It has been a long time since I saw Grandma. These pictures are from one of my last visits with her. We were out in Utah, visiting from Mississippi, and Jacob was 6 months old. She cooed and fussed over him, and told me how sweet he was and congratulated me on motherhood. Although Jacob doesn't remember her, I am so grateful that we have these pictures I can show him of his lovely great-grandmother.
I have very fond memories of spending holidays at Grandma and Grandpa's house. Grandma would have an enormous spread of food, including a separate table especially for what seemed to me like an endless assortment of sweets. Her crispy, buttery sugar cookies, fudge, chocolate chip bars, and apple pies were almost more temptation than a little girl could handle. (And honestly, I didn't handle it. I was instructed to eat one dessert, and I'd always sneak back and pop more in my mouth when my mom wasn't looking.)
For Independence Day, there was the old-fashioned ice cream maker, which I'm pretty sure we'd fight over. There were sparklers for the kids, and a huge yard in which to run while waving them around wildly. (Is anyone else amazed that no one suffered major burns and we never burned down the field next door? I am.)

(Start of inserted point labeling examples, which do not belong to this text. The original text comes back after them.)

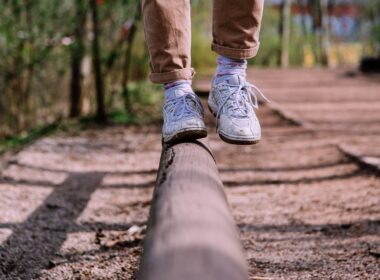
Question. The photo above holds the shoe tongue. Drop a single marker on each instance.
(235, 80)
(178, 91)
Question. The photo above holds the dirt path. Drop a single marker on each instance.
(75, 207)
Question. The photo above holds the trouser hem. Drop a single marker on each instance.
(235, 52)
(172, 76)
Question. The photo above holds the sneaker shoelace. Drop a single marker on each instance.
(183, 107)
(236, 103)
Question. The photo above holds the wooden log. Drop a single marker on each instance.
(191, 233)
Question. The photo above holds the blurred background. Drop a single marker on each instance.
(76, 62)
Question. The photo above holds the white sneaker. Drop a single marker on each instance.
(232, 100)
(183, 118)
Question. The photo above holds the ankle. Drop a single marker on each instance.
(230, 66)
(177, 89)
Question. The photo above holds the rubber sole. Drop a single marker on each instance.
(187, 135)
(233, 141)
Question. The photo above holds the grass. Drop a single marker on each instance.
(145, 97)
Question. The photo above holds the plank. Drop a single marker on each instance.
(191, 232)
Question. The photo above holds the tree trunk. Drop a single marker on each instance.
(325, 32)
(285, 33)
(128, 58)
(77, 52)
(101, 116)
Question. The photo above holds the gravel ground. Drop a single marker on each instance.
(76, 207)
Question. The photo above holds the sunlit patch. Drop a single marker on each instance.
(129, 180)
(79, 242)
(90, 242)
(92, 161)
(4, 234)
(17, 202)
(20, 173)
(117, 206)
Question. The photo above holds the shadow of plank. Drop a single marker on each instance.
(34, 242)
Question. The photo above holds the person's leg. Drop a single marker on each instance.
(167, 29)
(236, 28)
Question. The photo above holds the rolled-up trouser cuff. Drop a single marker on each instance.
(172, 76)
(234, 52)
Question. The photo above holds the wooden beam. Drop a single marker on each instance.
(191, 233)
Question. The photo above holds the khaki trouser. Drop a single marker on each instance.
(236, 26)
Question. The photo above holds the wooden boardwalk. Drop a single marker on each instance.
(306, 200)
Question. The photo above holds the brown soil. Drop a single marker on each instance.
(76, 207)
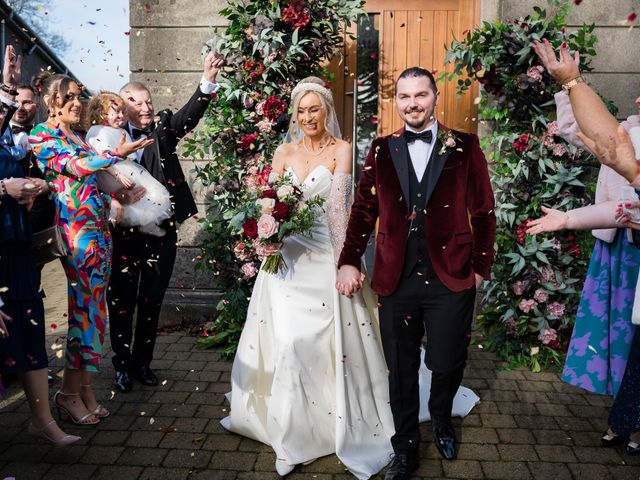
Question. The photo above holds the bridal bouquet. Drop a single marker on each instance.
(272, 211)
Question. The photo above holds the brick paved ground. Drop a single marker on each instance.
(528, 426)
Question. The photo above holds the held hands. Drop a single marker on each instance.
(41, 185)
(349, 280)
(620, 155)
(127, 148)
(563, 69)
(552, 221)
(212, 65)
(12, 67)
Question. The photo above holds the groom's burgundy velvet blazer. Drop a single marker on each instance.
(459, 216)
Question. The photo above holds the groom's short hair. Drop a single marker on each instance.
(419, 72)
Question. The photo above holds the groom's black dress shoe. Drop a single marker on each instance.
(402, 466)
(122, 382)
(444, 437)
(146, 376)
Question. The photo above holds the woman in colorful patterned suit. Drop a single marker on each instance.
(70, 166)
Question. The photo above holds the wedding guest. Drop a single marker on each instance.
(600, 131)
(70, 166)
(615, 273)
(106, 117)
(142, 262)
(22, 329)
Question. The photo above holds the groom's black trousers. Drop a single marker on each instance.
(420, 304)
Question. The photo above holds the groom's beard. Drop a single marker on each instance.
(421, 122)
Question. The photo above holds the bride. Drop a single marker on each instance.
(309, 377)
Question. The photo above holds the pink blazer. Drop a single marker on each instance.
(601, 214)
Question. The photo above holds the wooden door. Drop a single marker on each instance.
(409, 33)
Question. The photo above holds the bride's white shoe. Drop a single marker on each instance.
(283, 468)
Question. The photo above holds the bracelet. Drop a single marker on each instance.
(9, 90)
(572, 83)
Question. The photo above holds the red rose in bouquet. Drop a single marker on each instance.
(269, 193)
(248, 141)
(280, 211)
(250, 228)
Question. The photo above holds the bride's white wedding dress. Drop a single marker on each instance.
(309, 377)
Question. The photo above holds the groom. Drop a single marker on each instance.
(428, 187)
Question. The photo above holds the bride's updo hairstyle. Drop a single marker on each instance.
(48, 85)
(312, 85)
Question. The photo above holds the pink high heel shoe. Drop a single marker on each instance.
(57, 443)
(100, 411)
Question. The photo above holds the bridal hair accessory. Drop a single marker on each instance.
(312, 87)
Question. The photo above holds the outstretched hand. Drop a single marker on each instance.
(563, 69)
(127, 148)
(552, 221)
(623, 215)
(12, 67)
(212, 65)
(619, 154)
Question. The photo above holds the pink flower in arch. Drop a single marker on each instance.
(556, 309)
(540, 296)
(527, 305)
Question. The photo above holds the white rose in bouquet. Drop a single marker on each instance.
(266, 205)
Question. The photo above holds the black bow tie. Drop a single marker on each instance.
(136, 133)
(16, 129)
(425, 136)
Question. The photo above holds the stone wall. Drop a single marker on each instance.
(166, 40)
(616, 68)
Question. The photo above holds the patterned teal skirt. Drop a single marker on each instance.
(602, 335)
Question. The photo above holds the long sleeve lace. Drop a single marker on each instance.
(338, 207)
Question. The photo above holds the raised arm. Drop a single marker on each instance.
(54, 154)
(187, 118)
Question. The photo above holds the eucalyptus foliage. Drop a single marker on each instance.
(529, 306)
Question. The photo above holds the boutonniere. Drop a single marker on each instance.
(448, 140)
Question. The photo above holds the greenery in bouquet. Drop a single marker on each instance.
(268, 215)
(530, 304)
(269, 46)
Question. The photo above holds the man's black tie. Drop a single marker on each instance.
(425, 136)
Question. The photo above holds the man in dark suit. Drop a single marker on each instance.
(428, 186)
(142, 263)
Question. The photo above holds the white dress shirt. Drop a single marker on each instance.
(420, 151)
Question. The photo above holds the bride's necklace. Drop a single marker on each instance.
(320, 150)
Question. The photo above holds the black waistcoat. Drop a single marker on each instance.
(416, 256)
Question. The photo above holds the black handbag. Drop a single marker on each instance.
(47, 245)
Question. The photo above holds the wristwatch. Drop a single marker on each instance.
(572, 83)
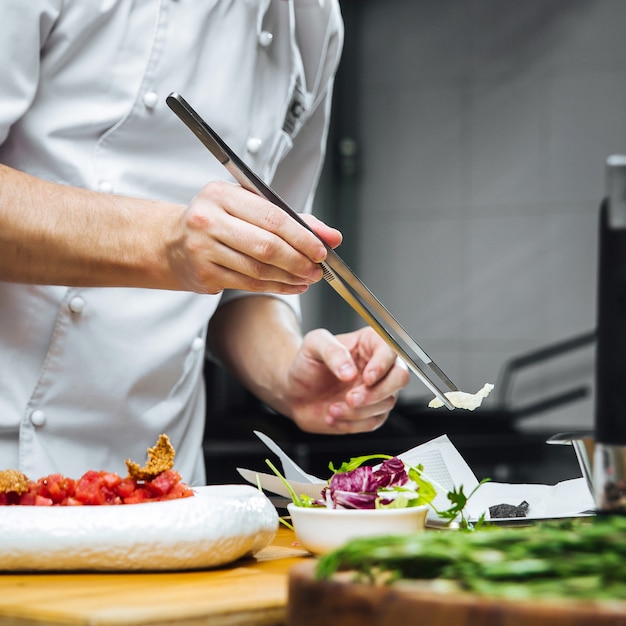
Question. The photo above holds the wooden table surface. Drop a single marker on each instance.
(249, 592)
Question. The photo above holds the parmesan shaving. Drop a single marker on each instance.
(463, 400)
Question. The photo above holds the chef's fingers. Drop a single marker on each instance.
(260, 230)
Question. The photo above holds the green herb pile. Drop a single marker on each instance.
(584, 558)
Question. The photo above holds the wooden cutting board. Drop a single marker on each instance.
(341, 602)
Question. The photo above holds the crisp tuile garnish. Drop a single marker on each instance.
(13, 481)
(160, 459)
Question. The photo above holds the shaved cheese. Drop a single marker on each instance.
(463, 400)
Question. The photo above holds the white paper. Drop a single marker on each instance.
(447, 469)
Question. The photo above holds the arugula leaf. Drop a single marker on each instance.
(352, 464)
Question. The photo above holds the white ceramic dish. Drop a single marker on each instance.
(322, 530)
(218, 525)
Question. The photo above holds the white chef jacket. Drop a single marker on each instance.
(90, 377)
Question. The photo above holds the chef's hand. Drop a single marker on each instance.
(345, 383)
(230, 238)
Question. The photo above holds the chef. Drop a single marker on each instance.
(125, 250)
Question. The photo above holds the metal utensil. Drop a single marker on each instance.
(336, 273)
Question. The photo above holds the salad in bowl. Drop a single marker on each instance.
(365, 500)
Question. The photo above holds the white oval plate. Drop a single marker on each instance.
(218, 525)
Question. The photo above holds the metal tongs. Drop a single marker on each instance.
(336, 273)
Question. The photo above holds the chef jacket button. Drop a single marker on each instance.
(37, 418)
(77, 304)
(265, 38)
(150, 99)
(197, 344)
(253, 144)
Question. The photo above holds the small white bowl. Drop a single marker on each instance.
(322, 530)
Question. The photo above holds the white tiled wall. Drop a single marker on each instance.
(484, 126)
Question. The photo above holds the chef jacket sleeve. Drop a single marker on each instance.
(24, 29)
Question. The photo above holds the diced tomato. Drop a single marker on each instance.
(98, 488)
(126, 488)
(41, 501)
(179, 490)
(56, 487)
(141, 494)
(163, 483)
(71, 502)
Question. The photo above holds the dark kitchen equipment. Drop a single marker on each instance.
(610, 412)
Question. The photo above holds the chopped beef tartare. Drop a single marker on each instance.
(154, 482)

At Christmas there was the big tree, all decked out in coordinating blue ornaments, standing in front of the big window. When I think back on that tree, I realize how carefully Grandma placed each ornament, how much attention was given to each space on the tree, and what great talent she had for arranging decorations, flowers or otherwise. And then there was the little tree in the sun room, covered with the ornaments that were dedicated to her grandchildren. She knew and loved each one of us. I still have my brass jack-in-the-box with my name etched on the back. There were Christmas Eve gifts for us under her tree, which ranged from articles of clothing to jewelry to games.
All these memories I have reflect the life of a woman who worked tirelessly to provide her family with good experiences and delicious food. She loved us, and, although her eyesight and hearing faded, and she was far away from me, I have never doubted that she cared for each of us.
I find comfort in the thought of her the way she was at 25 or 30, free from aches and pains, eyes bright and perfect. I picture her watching us and listening to our voices with renewed senses. I will miss her, of course, but it is a comfort to know that we will see her again, and that in the meantime, she is smiling down on us.
Two things: One, those are such happy memories and two, no one ever got burned? That really is a miracle! I haven't thought about the 4th of July at grandma's for a while; thanks for the reminders!